Prof Jänne said: "KRAS G12C patients are a population where there are no proven targeted therapies. Once chemotherapy or immune therapy fails in a patient, the treatment options are limited. The fact we are seeing responses in 45% of patients, which indicates that adagrasib may be an effective therapy, is incredibly meaningful as it opens up the possibility of a new treatment option for this subset of lung cancer patients.
"I'm thrilled to see how well adagrasib is working. Having been involved in multiple other studies of targeted therapies for lung cancer patients, the fact that we now have ones that are showing clinical activity in patients with KRAS G12C mutant cancers is super exciting and wonderful news for lung cancer patients."
Dr Melissa L. Johnson, Associate Director of the Lung Cancer Research Program and Drug Development at the Sarah Cannon Research Institute, Tennessee Oncology, Nashville, USA, presented updated results for 31 patients with colorectal cancer and other solid tumours up to the data cut-off point of 30 August 2020.
Out of 18 colorectal cancer patients who could be evaluated, three (17%) had a confirmed objective response and two of them continue to receive treatment. Disease control was seen in 17 of the patients (94%) and 12 of these patients continue to be treated.
Among the six patients with other solid tumours who could be evaluated, a partial response was confirmed in a patient with endometrial cancer and in a patient with pancreatic cancer.

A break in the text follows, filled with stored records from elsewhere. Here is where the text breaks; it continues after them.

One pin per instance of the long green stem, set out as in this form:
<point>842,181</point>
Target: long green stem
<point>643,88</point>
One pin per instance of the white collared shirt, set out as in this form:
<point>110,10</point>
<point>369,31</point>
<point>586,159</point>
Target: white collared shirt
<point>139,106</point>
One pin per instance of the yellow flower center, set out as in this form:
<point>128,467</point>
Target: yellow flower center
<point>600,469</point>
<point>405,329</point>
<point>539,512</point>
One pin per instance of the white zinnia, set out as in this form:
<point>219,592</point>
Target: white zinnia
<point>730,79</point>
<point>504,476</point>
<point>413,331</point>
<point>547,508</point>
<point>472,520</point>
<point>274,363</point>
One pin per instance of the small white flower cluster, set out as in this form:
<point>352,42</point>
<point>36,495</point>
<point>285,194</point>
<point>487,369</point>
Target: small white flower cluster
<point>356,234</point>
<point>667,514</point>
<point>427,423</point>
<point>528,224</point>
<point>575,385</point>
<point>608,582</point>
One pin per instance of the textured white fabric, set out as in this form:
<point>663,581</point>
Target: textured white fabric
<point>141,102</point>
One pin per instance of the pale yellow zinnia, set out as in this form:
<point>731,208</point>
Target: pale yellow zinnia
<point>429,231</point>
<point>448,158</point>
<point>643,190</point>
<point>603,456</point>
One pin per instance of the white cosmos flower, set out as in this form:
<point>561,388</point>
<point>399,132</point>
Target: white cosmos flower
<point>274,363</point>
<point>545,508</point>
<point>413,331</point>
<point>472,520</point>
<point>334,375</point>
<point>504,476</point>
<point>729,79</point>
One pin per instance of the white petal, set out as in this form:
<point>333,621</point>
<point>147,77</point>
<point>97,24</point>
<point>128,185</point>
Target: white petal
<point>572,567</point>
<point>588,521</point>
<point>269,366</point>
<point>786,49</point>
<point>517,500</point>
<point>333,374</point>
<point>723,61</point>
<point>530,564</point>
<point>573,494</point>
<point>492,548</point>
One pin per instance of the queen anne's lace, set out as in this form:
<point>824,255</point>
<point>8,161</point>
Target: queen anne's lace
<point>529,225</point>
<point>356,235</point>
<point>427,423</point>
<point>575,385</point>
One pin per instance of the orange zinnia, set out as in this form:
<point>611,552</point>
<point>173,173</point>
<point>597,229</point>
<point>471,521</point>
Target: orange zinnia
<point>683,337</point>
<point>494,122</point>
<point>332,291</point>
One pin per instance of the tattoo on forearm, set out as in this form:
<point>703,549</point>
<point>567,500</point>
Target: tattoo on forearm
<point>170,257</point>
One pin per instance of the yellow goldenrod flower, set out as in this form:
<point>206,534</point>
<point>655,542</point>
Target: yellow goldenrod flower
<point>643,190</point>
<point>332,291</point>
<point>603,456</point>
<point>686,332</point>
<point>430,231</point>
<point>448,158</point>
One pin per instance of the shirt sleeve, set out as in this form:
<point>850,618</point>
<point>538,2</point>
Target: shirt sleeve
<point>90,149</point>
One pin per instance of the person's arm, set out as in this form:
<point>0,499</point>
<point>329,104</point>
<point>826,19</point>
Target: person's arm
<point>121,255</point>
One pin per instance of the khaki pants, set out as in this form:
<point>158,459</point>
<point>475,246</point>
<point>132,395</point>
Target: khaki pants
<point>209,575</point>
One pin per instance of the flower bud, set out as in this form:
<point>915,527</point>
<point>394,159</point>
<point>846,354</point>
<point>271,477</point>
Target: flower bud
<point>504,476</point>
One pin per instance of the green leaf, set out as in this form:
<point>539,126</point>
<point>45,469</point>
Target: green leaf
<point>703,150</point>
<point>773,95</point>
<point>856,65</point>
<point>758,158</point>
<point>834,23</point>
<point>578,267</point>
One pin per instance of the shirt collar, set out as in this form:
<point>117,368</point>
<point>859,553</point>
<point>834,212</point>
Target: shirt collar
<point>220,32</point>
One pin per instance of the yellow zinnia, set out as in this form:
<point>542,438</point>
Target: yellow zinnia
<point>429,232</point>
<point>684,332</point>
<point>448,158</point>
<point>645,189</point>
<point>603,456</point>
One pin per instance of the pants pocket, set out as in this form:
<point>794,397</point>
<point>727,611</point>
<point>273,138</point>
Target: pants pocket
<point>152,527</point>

Unconfirmed partial responses occurred in one patient with ovarian cancer and one with cancer of the bile duct (cholangiocarcinoma).
All six patients remain on the treatment.
"I think the clinical activity of adagrasib is highly encouraging in these patients," said Dr Johnson. "In some patients, the tumour size decreased and this shrinkage was durable, with some evaluable patients still on treatment after 11 months. The unique molecular structure of adagrasib means it takes about 24 hours for concentrations of the drug to reduce by a half, and most of the drug is distributed to the tissues of the body, which appears to result in deep and durable responses."
Adagrasib's long half-life enables it to inhibit KRAS continuously between doses.
This helps to prevent what is known as a feedback loop, which occurs when the KRAS pathway is not completely inhibited and becomes hyperactive, leading to tumour regrowth.
"We believe that preventing feedback loops may lead to more durable responses in the tumour over a longer period of time and better tumour shrinkage," said Dr Johnson.
"Adagrasib is generally well tolerated and the adverse side effects are manageable. While 32% of treatment-related adverse events were significant, only 7% of these led to treatment discontinuation," she said.
The KRYSTAL-1 trial continues and the researchers are also looking at combining adagrasib with other targeted therapies, such as cetuximab for colon cancer and afatinib or pembrolizumab for lung cancer.
William R. Sellers, Professor of Medicine at the Dana-Farber Cancer Institute, Harvard Medical School, USA, is co-chair of the EORTC-NCI-AACR Symposium on behalf of the NCI and was not involved with the research.
He commented: "Finding drugs that successfully and selectively inhibit the action of mutant versions of the KRAS gene has been an important goal in cancer drug discovery for years. Mutations in KRAS are common in a number of major cancers that are often hard to treat. Although preliminary, the results of the KRYSTAL-1 trial so far look very promising. Certainly I look forward to the peer review of these data and to the longer-term follow-up of treated patients so we can evaluate the durability of the benefit. It will also be interesting to see how adagrasib performs in combination with other existing therapies. These data also suggest that targeting other forms of mutant KRAS will be clinically important."